- #Windows home server 2011 wireless software#
- #Windows home server 2011 wireless license#
- #Windows home server 2011 wireless windows#
So WHS 2011 turned out to be something of a damp squib, with some features that had obvious design shortcomings or that never worked properly – hello, Media Library, I’m looking at you… Even the new server backup feature of WHS 2011 had a design shortcoming that took my breath away.ĭespite these shortcomings of WHS 2011, the positives still managed (just) to outweigh the negatives for me, so I migrated from WHS V1 to WHS 2011. As I wrote at the time: Microsoft had the chance to build upon the base of WHSv1 as a server and media appliance that could be used by the average consumer, and they threw that chance away. I had the distinct impression, watching the development of WHS 2011 and testing the betas over the months leading up to April 2011, that things were not going well with WHS 2011.
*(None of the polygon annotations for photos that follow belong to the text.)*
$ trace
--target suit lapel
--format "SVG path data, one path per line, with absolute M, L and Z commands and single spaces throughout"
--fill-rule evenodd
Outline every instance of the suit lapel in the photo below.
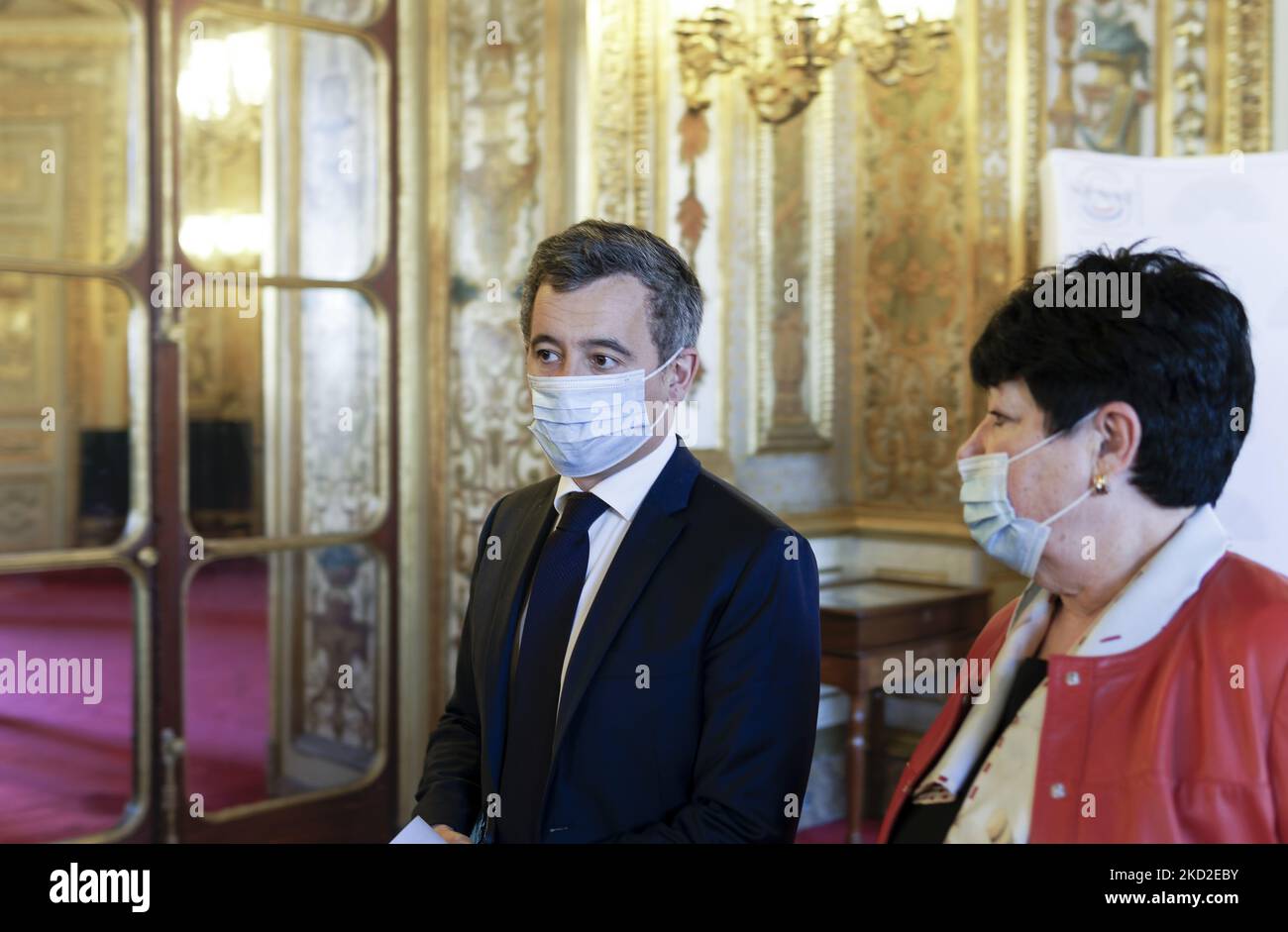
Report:
M 577 705 L 586 694 L 590 680 L 609 645 L 617 637 L 617 631 L 653 577 L 653 570 L 684 529 L 685 520 L 680 512 L 688 505 L 689 490 L 701 469 L 701 463 L 689 449 L 683 443 L 679 444 L 640 503 L 626 537 L 613 555 L 613 563 L 577 636 L 564 676 L 559 716 L 555 720 L 551 766 L 559 754 L 559 744 L 568 730 L 568 722 L 577 712 Z
M 514 651 L 514 633 L 527 595 L 524 581 L 532 577 L 541 545 L 554 525 L 555 489 L 558 479 L 550 488 L 533 496 L 523 515 L 515 521 L 514 530 L 501 539 L 501 560 L 505 566 L 500 591 L 492 602 L 487 633 L 487 650 L 483 653 L 483 676 L 479 695 L 486 703 L 483 721 L 483 740 L 487 748 L 487 766 L 492 774 L 492 785 L 501 783 L 501 753 L 505 750 L 505 729 L 507 720 L 507 698 L 510 694 L 510 655 Z

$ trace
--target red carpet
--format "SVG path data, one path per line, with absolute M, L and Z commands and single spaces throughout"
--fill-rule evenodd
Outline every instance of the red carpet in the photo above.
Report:
M 185 794 L 206 811 L 265 796 L 267 577 L 213 564 L 189 590 Z M 44 842 L 121 820 L 133 785 L 133 597 L 117 570 L 0 577 L 0 658 L 100 658 L 102 702 L 0 695 L 0 842 Z

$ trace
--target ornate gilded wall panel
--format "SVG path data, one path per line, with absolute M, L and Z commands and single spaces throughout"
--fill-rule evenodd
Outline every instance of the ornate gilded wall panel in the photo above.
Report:
M 452 0 L 446 17 L 430 19 L 430 30 L 450 31 L 448 346 L 430 349 L 431 366 L 450 367 L 447 451 L 434 452 L 448 458 L 448 671 L 488 510 L 550 474 L 527 429 L 519 296 L 532 250 L 550 232 L 546 172 L 563 170 L 558 158 L 547 163 L 565 133 L 547 113 L 563 67 L 547 41 L 559 15 L 560 5 L 544 0 Z

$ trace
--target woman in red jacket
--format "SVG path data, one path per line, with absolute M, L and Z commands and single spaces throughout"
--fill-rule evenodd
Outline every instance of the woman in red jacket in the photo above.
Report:
M 1078 278 L 1135 297 L 1051 300 Z M 1175 251 L 1088 252 L 1006 300 L 971 376 L 965 520 L 1032 583 L 971 648 L 989 700 L 949 696 L 881 841 L 1288 839 L 1288 579 L 1212 510 L 1252 422 L 1239 299 Z

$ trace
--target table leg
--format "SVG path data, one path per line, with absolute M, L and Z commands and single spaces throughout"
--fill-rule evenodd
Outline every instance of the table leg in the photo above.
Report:
M 850 844 L 858 844 L 862 838 L 859 825 L 863 821 L 863 797 L 868 761 L 868 712 L 871 696 L 868 690 L 854 690 L 850 698 L 850 772 L 849 772 L 849 817 Z

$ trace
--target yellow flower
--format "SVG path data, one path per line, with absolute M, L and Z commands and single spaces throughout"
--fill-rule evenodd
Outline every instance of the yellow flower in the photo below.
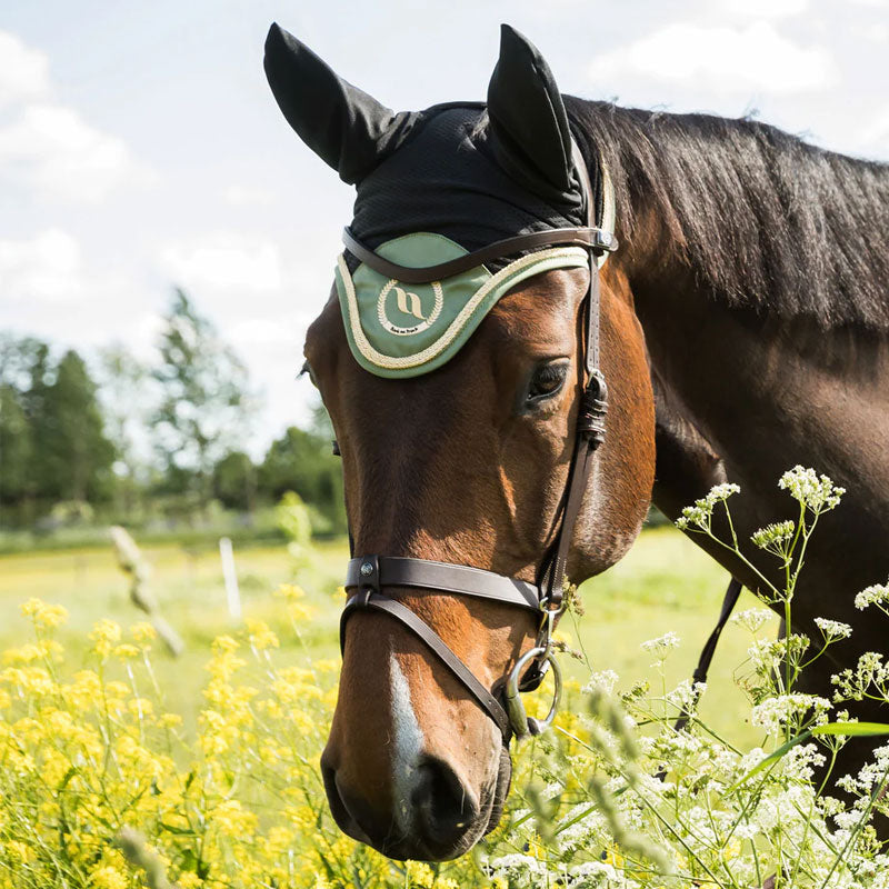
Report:
M 130 881 L 126 875 L 121 873 L 114 867 L 103 867 L 99 870 L 93 870 L 90 877 L 90 888 L 92 889 L 127 889 Z
M 130 636 L 132 637 L 133 642 L 141 646 L 146 642 L 150 642 L 152 639 L 156 639 L 158 631 L 147 620 L 142 620 L 139 623 L 133 623 L 132 627 L 130 627 Z
M 302 599 L 306 596 L 306 591 L 302 587 L 296 586 L 296 583 L 281 583 L 280 587 L 274 591 L 274 595 L 280 599 Z
M 120 625 L 103 618 L 93 623 L 90 640 L 92 641 L 92 650 L 100 658 L 107 658 L 114 645 L 120 641 Z
M 418 889 L 432 889 L 432 883 L 436 881 L 436 875 L 429 865 L 423 865 L 420 861 L 406 861 L 404 872 L 410 880 L 411 887 Z
M 21 613 L 31 618 L 34 627 L 51 630 L 68 620 L 68 609 L 60 605 L 48 605 L 42 599 L 29 599 L 21 606 Z
M 253 833 L 258 819 L 243 809 L 237 799 L 227 799 L 213 809 L 212 823 L 226 837 L 242 838 Z
M 237 651 L 238 648 L 237 639 L 232 639 L 230 636 L 217 636 L 217 638 L 213 639 L 212 651 L 214 657 L 229 655 L 232 651 Z

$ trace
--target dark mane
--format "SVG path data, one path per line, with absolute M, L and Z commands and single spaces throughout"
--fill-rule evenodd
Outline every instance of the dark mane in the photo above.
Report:
M 651 208 L 717 299 L 889 330 L 889 166 L 749 119 L 565 98 L 581 148 L 608 166 L 625 237 Z

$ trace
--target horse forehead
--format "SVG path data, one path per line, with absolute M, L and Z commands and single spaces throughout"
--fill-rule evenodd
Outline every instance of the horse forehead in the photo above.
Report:
M 522 282 L 503 296 L 482 320 L 478 331 L 457 356 L 483 349 L 509 348 L 512 354 L 522 349 L 555 346 L 555 340 L 573 336 L 576 307 L 583 296 L 587 272 L 581 269 L 557 269 Z M 331 357 L 349 351 L 346 327 L 336 290 L 310 324 L 306 337 L 306 356 L 316 369 Z M 370 376 L 357 362 L 347 360 L 341 371 L 354 371 L 356 377 Z M 449 362 L 452 364 L 453 362 Z M 448 367 L 448 366 L 446 366 Z

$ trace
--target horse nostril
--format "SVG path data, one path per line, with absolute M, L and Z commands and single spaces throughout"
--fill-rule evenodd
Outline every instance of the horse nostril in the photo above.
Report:
M 427 757 L 418 768 L 413 805 L 431 847 L 455 847 L 479 817 L 475 793 L 443 760 Z

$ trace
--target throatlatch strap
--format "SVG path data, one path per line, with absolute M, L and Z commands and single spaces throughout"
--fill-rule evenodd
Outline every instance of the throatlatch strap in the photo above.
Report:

#Windows home server 2011 wireless windows#
There had also been organisational changes at Microsoft the original product team had been part of the Windows product group, now it found itself lumped in with the big boys of the Business Server Group. Indeed, it dropped the major feature of the WHS Drive Extender, much to the dismay of WHS customers. WHS 2011 was not a straightforward improvement over the original WHS.
#Windows home server 2011 wireless license#
I bought an OEM license for WHS in November 2007, and have been running WHS ever since first the original version of WHS, and then WHS 2011, which was released in April 2011.
#Windows home server 2011 wireless software#
I, along with thousands of others, had been testing the software at home prior to release. The first version of WHS was released to manufacturing in July 2007. His idea went through more iterations until in February 2004, work began on a project called “Quattro” and that resulted in a product group to be formed in 2005 to produce what was to become Windows Home Server. A long time ago, way back in 1999, a man by the name of Charlie Kindel had an idea: Microsoft was developing Windows for home PCs, why shouldn’t it develop Windows for a home server as well? His managers initially told him to focus on his real job, but his idea surfaced at CES in 2000 as a technology prototype called “Bedrock” focused on home automation and family applications.